Moroccan Recipes: Authentic Moroccan Recipes
Morocco’s rich and sumptuous history has not only put the country firmly on the travelers’ trail but also on the world culinary stage. Moroccan food draws from various influences: Arab, African and Mediterranean, all of which left their mark on its past. This variety and the unique skill of marrying tastes and flavours has resulted in some of the most celebrated dishes among the culinary classics and has rightly elevated Moroccan cuisine to one of the finest in the world.
This guide is your introduction to the Moroccan kitchen and cuisine. You will discover Moroccan recipes that reflect traditional classics: sensual, exotic and colourful.
Before we start, we focus on Moroccan ingredients and Moroccan spices used in cooking. You will learn about the importance of saffron and argan oil in Moroccan cooking and the blend of spices, known as ras el hanout, used in many dishes.
Start by exploring Moroccan salads and appetizers. Salads in Morocco are different to what you would expect and eaten with generous quantities of bread. They are prepared with cooked vegetables flavoured by herbs and spices in typical Moroccan fashion, and served alongside a main course such as a tagine or a couscous.
Next, enjoy soups, breads and pastries. Try traditional Moroccan bread, heavy-textured and spicy, and the basic Moroccan soup, harira, with lentils, chick peas, vegetables and meat. Another classic is bissara, a filling winter pea soup. Make the classic Moroccan pastry bastilla, a pigeon pie topped with cinnamon or try briwat, little savoury pastries filled with a variety of fillings.

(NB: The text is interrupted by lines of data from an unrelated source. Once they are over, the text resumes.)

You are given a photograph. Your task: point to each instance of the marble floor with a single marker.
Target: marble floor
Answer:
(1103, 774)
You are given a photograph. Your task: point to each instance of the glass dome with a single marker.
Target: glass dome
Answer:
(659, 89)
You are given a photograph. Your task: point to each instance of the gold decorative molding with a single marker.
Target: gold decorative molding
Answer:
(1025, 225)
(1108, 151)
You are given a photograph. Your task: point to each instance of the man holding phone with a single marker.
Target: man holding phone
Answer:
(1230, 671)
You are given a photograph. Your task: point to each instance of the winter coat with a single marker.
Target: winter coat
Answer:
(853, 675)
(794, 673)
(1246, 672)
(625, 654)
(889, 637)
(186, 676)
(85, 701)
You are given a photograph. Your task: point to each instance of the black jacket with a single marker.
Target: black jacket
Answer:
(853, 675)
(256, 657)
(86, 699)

Next are Morocco’s defining national dishes: couscous and tagine. Couscous can be served as the main dish with vegetables, chicken and fish stews or sweetened as an entremet after the main course and before fruit or dessert. For tagine, we feature some favourites such as chicken tagine, djadj bel hamid, with preserved lemons and olives and lamb tagine, tajine barkouk, with almonds, apricots and prunes.
Grills and roasts include the famed Moroccan kebab, brochettes, with pieces of beef and lamb flavoured by cumin and paprika and a modern twist on the Berber lamb feast, meshwi.
Finally, the desserts and drinks section features treats such as cornes de gazelle, a refined sweet shaped like a gazelle’s horn, ghrayef, a round short cake, the indispensable a’tay, Moroccan tea, and sharbat, sublime concoctions mixed with milk.